Anne returned to Ann Arbor in 2001 and rapidly became involved in local fandom. She was a member of the Ann Arbor Science Fiction Association and their social arm, the Stilyagi Air Corps, ran Programming and served as assistant chair of ConFusion under Tammy Coxen, and chaired ConFusion XXX, 31 Flavors of ConFusion, and later Cryptic ConFusion. She was a member of Midfan, and edited their journal MidFanzine. She is a past president of the Science Fiction Oral History Association, whose primary archives remain in Michigan.

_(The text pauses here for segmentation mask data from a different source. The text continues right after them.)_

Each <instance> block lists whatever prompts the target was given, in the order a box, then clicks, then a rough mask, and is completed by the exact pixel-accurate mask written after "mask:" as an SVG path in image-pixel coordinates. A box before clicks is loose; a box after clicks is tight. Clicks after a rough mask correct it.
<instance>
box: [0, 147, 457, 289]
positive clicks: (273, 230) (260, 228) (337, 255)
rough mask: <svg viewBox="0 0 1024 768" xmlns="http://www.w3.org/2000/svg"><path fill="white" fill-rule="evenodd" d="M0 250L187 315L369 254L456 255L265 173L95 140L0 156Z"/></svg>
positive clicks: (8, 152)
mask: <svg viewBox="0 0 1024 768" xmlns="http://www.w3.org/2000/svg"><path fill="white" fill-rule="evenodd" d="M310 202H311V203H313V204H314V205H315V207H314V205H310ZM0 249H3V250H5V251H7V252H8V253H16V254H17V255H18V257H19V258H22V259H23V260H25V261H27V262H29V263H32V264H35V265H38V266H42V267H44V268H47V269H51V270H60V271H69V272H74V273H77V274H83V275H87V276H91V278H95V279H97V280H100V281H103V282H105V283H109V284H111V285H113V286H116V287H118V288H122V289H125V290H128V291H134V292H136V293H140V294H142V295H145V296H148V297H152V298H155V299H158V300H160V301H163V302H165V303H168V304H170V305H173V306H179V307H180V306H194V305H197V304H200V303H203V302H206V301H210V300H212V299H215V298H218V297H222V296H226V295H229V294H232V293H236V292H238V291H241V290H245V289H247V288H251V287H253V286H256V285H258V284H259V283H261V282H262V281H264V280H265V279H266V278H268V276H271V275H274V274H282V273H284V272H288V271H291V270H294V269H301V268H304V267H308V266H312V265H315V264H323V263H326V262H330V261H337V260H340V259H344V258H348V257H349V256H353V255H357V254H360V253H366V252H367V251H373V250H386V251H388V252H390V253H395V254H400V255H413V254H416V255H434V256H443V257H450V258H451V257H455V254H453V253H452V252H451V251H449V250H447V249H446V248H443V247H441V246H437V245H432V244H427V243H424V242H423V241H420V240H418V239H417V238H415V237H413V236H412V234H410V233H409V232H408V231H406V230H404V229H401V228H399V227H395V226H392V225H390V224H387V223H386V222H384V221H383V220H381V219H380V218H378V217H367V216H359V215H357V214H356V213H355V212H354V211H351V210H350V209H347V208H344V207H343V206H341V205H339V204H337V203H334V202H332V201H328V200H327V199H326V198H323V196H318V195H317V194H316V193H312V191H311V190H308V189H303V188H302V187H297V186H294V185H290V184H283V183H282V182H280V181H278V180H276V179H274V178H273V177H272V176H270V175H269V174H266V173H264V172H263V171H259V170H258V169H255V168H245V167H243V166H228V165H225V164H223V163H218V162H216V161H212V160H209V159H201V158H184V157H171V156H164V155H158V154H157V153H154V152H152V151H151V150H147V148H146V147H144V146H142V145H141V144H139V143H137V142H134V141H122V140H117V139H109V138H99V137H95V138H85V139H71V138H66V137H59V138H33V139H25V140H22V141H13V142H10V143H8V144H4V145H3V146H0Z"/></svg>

Anne has also been active in Penguicon, most often as a Guest of Honor liaison. She served as GoH liaison to Neil Gaiman at Penguicon 2 in 2004, and later that year at Mythcon XXXV and Noreascon 4 (not an official GoH, Neil was MC for the Hugo Awards; Anne managed his schedule in general for the weekend). Later she was also his GoH Liaison at Balticon 40 in 2006, and finally at the Montreal Worldcon in 2009.
When Tammy Coxen raised the notion of bidding to bring the NASFiC to Detroit, Anne was on board immediately, helping produce a bid flyer and website, and traveling to represent the bid at LoneStarCon 3, in San Antonio, Texas. Officially she was the Diversity Facilitator for Detcon 1 in 2014, but as Tammy acknowledged at closing ceremonies, Anne was really more of a Girl Friday, helping with anything that needed doing. A month after the con, Anne and her family moved to York, PA for a new chapter of life.
In August 2020, Anne became co-head, with Hafidha Acuay, of Programming for the Columbus in 2020 NASFiC. The all-virtual convention brought in attendees from 19 different countries. In 2021 she was the GoH Liaison to all five GoHs of the similarly virtual Capricon 41.